Within the banking segment, the report said, the pandemic lockdown prompted millions of consumers to take their first steps into digital banking, only to find that mobile check deposit was a huge upgrade compared with visiting a branch or ATM.
“While online-only challenger banks have been making a stir in this segment for a decade, it seems possible that the intersection of COVID-19 and traditional wealth management providers’ interest in adding cash management to their core services could restructure the segment relatively quickly,” Smith said.
Among transactional payment options, 40% of respondents expressed the highest interest levels in contact-free credit cards, with at least 35% of respondents in each age group under 70 sharing this view.
Cash rewards credit cards garnered the next-highest level of interest at 29%, mainly among respondents under 50.
Smith said adding partnerships with credit and payment providers as a way to become investors’ sole source of financial products was a logical step for traditional wealth management providers to create additional value.

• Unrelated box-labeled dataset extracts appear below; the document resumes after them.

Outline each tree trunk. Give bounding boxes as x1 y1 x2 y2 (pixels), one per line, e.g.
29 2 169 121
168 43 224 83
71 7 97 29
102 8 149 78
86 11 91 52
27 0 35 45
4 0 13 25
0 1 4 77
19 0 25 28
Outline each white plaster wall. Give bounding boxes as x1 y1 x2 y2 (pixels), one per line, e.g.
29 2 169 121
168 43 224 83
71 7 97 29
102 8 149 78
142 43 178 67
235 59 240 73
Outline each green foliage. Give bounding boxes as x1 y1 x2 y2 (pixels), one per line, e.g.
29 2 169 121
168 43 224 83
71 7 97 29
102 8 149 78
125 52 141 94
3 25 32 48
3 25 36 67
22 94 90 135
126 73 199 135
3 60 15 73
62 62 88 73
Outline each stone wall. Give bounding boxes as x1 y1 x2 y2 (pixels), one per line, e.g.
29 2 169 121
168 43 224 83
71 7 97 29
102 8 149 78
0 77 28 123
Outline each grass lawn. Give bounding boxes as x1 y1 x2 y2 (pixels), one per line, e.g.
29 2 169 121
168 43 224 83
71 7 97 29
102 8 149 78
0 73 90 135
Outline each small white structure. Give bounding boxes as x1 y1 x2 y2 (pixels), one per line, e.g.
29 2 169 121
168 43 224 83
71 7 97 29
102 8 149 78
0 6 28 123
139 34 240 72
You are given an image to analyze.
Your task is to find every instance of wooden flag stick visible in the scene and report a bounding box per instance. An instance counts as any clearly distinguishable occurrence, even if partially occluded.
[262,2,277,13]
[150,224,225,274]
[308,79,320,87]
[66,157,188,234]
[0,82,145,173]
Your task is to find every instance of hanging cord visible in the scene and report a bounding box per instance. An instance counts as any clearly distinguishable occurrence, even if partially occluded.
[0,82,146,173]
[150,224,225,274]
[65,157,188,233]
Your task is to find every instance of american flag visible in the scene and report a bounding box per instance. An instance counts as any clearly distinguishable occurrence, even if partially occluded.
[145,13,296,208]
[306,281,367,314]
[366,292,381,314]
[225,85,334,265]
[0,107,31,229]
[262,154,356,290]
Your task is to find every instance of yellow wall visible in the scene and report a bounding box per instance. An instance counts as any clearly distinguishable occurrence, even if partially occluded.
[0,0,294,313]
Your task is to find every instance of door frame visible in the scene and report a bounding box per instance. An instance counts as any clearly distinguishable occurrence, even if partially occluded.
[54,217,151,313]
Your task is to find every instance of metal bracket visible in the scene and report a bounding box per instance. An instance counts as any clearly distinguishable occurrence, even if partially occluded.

According to Cerulli, the survey results offer a range of opportunities for wealth management providers. Their biggest challenges are remaining top-of-mind among investors in times of need and ensuring that they have a true path of least resistance to bringing clients on board.
“By rounding out their product and service offerings, either internally or through partnerships, providers can better serve their clients and limit attrition by clients seeking more comprehensive platforms,” Smith said.